7. A la différence de l’obligation d’information instituée par le règlement (UE) n° 604/2013 du 26 juin 2013, qui prévoit un document d’information sur les droits et obligations des demandeurs d’asile, dont la remise doit intervenir au début de la procédure d’examen des demandes d’asile pour permettre aux intéressés de présenter utilement leur demande aux autorités compétentes, l’obligation d’information prévue par les dispositions de l’article 29, paragraphe 1, du règlement (UE) n° 603/2013 du 26 juin 2013, a uniquement pour objet et pour effet de permettre d’assurer la protection effective des données personnelles des demandeurs d’asile concernés, laquelle est garantie par l’ensemble des Etats membres relevant du régime européen d’asile commun. Le droit d’information des demandeurs d’asile contribue, au même titre que le droit de communication, le droit de rectification et le droit d’effacement de ces données, à cette protection. Ainsi, si Mme B… entend se prévaloir de l’article 29 cité au point précédent, la méconnaissance de l’obligation d’information qu’il consacre ne peut être utilement invoquée à l’encontre de la décision portant transfert aux autorités portugaises pour examiner sa demande. Par suite, le moyen ne peut qu’être écarté.
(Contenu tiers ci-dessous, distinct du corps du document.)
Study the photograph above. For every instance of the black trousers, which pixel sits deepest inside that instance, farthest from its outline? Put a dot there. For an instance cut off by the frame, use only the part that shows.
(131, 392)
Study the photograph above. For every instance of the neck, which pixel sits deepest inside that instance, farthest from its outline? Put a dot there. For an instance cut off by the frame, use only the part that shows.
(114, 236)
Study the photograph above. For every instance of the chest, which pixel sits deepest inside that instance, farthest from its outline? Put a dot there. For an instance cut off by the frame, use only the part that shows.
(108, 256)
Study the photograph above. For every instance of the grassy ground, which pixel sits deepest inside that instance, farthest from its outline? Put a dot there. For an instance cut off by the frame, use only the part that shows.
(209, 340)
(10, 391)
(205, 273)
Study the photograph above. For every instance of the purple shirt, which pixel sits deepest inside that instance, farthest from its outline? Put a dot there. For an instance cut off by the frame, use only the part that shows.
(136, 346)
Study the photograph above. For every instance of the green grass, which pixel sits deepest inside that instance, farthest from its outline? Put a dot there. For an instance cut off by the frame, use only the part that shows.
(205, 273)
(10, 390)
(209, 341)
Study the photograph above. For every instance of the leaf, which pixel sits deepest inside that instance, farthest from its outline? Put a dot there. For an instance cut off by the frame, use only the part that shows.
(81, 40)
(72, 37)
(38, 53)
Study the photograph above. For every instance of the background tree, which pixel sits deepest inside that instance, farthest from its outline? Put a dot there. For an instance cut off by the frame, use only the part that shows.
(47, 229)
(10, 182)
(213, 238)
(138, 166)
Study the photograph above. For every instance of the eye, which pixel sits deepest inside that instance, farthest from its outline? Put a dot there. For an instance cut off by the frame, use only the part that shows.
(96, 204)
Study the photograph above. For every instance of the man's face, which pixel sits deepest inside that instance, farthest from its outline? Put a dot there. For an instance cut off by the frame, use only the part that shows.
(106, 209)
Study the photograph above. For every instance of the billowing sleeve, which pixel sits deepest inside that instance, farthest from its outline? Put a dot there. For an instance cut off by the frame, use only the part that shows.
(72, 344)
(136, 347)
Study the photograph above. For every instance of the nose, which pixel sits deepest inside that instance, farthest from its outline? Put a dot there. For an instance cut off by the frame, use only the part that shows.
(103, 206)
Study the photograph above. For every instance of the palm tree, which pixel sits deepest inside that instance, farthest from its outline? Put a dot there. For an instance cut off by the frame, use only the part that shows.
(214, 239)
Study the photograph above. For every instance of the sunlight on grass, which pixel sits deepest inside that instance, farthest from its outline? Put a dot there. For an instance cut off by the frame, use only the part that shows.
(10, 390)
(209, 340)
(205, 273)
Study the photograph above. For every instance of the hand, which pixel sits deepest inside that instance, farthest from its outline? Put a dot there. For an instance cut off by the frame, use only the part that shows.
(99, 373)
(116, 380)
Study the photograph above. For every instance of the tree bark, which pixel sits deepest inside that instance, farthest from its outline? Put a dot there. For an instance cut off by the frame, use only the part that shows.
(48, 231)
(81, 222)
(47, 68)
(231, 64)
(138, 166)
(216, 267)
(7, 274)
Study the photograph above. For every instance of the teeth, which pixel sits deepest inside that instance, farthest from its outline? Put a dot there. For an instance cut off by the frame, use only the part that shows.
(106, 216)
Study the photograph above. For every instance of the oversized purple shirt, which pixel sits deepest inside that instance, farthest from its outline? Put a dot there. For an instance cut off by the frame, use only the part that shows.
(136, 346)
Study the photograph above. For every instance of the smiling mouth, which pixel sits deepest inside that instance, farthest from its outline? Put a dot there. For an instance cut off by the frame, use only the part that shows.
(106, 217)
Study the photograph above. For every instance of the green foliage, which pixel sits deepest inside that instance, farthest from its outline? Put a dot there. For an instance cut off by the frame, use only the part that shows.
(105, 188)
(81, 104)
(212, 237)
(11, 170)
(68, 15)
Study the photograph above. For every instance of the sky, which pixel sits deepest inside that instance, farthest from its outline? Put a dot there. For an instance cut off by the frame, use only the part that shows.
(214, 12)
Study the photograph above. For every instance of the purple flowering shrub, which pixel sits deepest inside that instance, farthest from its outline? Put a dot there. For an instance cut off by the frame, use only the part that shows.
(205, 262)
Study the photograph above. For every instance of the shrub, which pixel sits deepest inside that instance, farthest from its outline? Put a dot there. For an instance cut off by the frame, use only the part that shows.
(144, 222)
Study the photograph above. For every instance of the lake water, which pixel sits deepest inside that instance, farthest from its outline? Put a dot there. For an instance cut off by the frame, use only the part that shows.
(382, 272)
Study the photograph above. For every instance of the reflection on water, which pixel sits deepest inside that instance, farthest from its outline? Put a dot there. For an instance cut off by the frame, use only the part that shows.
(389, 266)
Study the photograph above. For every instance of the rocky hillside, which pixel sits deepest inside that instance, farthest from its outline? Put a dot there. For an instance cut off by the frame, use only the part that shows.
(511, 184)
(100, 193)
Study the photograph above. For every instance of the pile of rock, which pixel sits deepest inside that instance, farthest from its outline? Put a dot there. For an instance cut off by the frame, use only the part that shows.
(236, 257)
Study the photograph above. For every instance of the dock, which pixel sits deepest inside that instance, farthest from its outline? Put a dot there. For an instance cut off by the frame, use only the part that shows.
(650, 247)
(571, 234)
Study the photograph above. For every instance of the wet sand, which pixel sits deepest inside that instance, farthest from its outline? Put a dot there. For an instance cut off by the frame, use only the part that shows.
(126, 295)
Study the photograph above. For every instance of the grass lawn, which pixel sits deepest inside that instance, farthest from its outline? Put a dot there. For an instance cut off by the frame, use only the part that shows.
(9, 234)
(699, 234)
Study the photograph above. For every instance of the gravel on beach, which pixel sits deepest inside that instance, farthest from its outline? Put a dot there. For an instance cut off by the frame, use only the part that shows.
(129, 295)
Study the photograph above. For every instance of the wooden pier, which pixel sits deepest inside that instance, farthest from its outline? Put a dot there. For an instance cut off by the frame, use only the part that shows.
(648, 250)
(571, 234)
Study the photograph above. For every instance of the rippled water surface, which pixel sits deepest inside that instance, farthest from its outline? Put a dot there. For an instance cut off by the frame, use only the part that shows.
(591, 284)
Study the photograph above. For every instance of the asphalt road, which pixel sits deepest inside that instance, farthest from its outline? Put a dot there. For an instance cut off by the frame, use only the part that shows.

8. En quatrième lieu, l’article 4 du règlement (UE) n° 604/2013 du 26 juin 2013 dispose que : « 1. Dès qu’une demande de protection internationale est introduite au sens de l’article 20, paragraphe 2, dans un Etat membre, ses autorités compétentes informent le demandeur de l’application du présent règlement, (…) 2. Les informations visées au paragraphe 1 sont données par écrit, dans une langue que le demandeur comprend ou dont on peut raisonnablement supposer qu’il la comprend. Les Etats membres utilisent la brochure commune rédigée à cet effet en vertu du paragraphe 3. / Si c’est nécessaire à la bonne compréhension du demandeur, les informations lui sont également communiquées oralement, par exemple lors de1'entretien individuel visé à l’article 5. / (…) ».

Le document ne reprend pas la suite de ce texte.